Figure 6: The pre-emptive scaling process made possible by combining a performance modelling system with an incoming workload forecasting system.

Forecasting incoming workload levels is an entire field of study in itself. However, several off-the-shelf approaches exist for forecasting of time series data and could be used in conjunction with the performance modelling system. There are also issues around when to perform the forecasting and how to take forecasting and performance modelling error into account in decision of when and how to begin scaling. However, it is clear that a performance modelling system is a key requirement in any pre-emptive scaling system.

### N-version scaling⌗

Another significant advantage to having a modelling system for proposed physical plans is that it allows the output from different schedulers to be compared. When using the current scaling decision process (see figure 3) or the auto-scaling processes proposed in the literature (see figure 4), only a single scheduler can be used. The scaling loop occupies a significant amount of time and therefore repeating the loop additional times for different schedulers would be prohibitively expensive, not to mention the fact that currently there is no way for a scheduler to differentiate between different physical plans. However, with a modelling system, multiple physical plans can be produced and compared in parallel.

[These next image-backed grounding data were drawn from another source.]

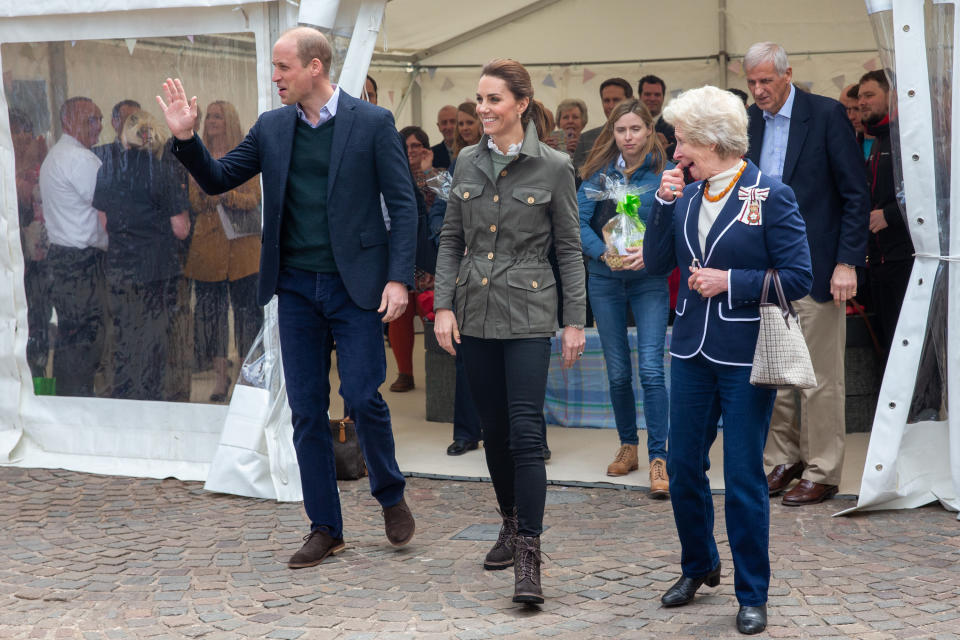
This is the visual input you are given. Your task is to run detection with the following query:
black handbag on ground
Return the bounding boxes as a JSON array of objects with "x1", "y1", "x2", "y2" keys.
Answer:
[{"x1": 329, "y1": 417, "x2": 367, "y2": 480}]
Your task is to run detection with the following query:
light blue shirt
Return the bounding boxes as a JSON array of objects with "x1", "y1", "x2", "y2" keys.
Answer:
[
  {"x1": 759, "y1": 84, "x2": 796, "y2": 180},
  {"x1": 296, "y1": 84, "x2": 340, "y2": 128}
]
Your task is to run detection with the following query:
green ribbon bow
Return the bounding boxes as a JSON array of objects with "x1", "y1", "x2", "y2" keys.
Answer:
[{"x1": 616, "y1": 194, "x2": 640, "y2": 219}]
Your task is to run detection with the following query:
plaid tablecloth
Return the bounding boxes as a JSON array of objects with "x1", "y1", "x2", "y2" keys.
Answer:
[{"x1": 544, "y1": 327, "x2": 671, "y2": 429}]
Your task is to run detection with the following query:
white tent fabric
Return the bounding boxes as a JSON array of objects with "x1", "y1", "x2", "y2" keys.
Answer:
[{"x1": 1, "y1": 0, "x2": 957, "y2": 516}]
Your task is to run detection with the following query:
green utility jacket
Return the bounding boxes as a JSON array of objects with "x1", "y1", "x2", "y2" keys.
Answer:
[{"x1": 434, "y1": 120, "x2": 586, "y2": 339}]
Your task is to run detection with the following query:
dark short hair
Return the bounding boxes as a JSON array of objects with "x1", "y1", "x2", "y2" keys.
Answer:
[
  {"x1": 638, "y1": 75, "x2": 666, "y2": 94},
  {"x1": 845, "y1": 84, "x2": 860, "y2": 99},
  {"x1": 366, "y1": 74, "x2": 378, "y2": 93},
  {"x1": 111, "y1": 99, "x2": 141, "y2": 123},
  {"x1": 60, "y1": 96, "x2": 94, "y2": 126},
  {"x1": 599, "y1": 77, "x2": 633, "y2": 99},
  {"x1": 399, "y1": 125, "x2": 429, "y2": 149},
  {"x1": 727, "y1": 88, "x2": 748, "y2": 106},
  {"x1": 859, "y1": 70, "x2": 890, "y2": 93}
]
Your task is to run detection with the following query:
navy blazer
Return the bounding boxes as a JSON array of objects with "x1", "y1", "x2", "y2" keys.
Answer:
[
  {"x1": 644, "y1": 160, "x2": 812, "y2": 366},
  {"x1": 172, "y1": 91, "x2": 417, "y2": 308},
  {"x1": 747, "y1": 89, "x2": 869, "y2": 303}
]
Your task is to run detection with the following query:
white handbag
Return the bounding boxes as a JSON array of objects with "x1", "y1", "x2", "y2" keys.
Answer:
[{"x1": 750, "y1": 269, "x2": 817, "y2": 390}]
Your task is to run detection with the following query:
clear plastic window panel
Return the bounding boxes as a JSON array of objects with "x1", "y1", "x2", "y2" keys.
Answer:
[{"x1": 4, "y1": 33, "x2": 261, "y2": 404}]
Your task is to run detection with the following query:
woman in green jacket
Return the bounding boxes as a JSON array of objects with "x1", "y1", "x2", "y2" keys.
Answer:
[{"x1": 433, "y1": 58, "x2": 586, "y2": 606}]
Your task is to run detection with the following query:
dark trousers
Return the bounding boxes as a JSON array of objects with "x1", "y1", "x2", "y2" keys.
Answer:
[
  {"x1": 668, "y1": 354, "x2": 776, "y2": 607},
  {"x1": 460, "y1": 335, "x2": 550, "y2": 536},
  {"x1": 453, "y1": 344, "x2": 482, "y2": 443},
  {"x1": 194, "y1": 275, "x2": 262, "y2": 366},
  {"x1": 869, "y1": 258, "x2": 914, "y2": 360},
  {"x1": 108, "y1": 274, "x2": 177, "y2": 401},
  {"x1": 47, "y1": 245, "x2": 105, "y2": 396},
  {"x1": 23, "y1": 259, "x2": 53, "y2": 378},
  {"x1": 276, "y1": 268, "x2": 405, "y2": 538}
]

As scheduling of DSPS topologies is an NP-Complete problem there are diverse approaches for producing physical plans for a given topology. Each has been designed with a specific use case and set of underlying assumptions in mind. Depending on the application that the topology is designed for, as well as its deployment environment, one or another of these proposed schedulers will be more appropriate. With a performance modelling system the user of a DSPS would not need to determine a priori which scheduler was the most appropriate for their use case. They, or an automatic scaling system, could simply employ a range of schedulers and use the modelling system to compare their performance and select the best one.

This approach also has advantages with regard to possible errors in the scheduler implementations. For example, if a given scheduler has a bug, multiple other implementations with the same optimisation goals (computing resource, network traffic, etc.) could be compared in parallel and matching plans from a majority of schedulers chosen to reduce the chances of a ‘buggy’ plan being chosen. This is a form of N-version programming from fault tolerant software design.

## Summary⌗

DSPS provide the functionality to process high volumes of data at high velocity. However, whilst many of these systems provide the functionality to scale up (and down) to match incoming workloads, all but one (Apache Heron) have no way to do this automatically. Proposed solutions in the literature focus on the problem of creating optimal physical plans and not on the time taken to deploy, stabilise and check that a scaling decision has met a given performance target.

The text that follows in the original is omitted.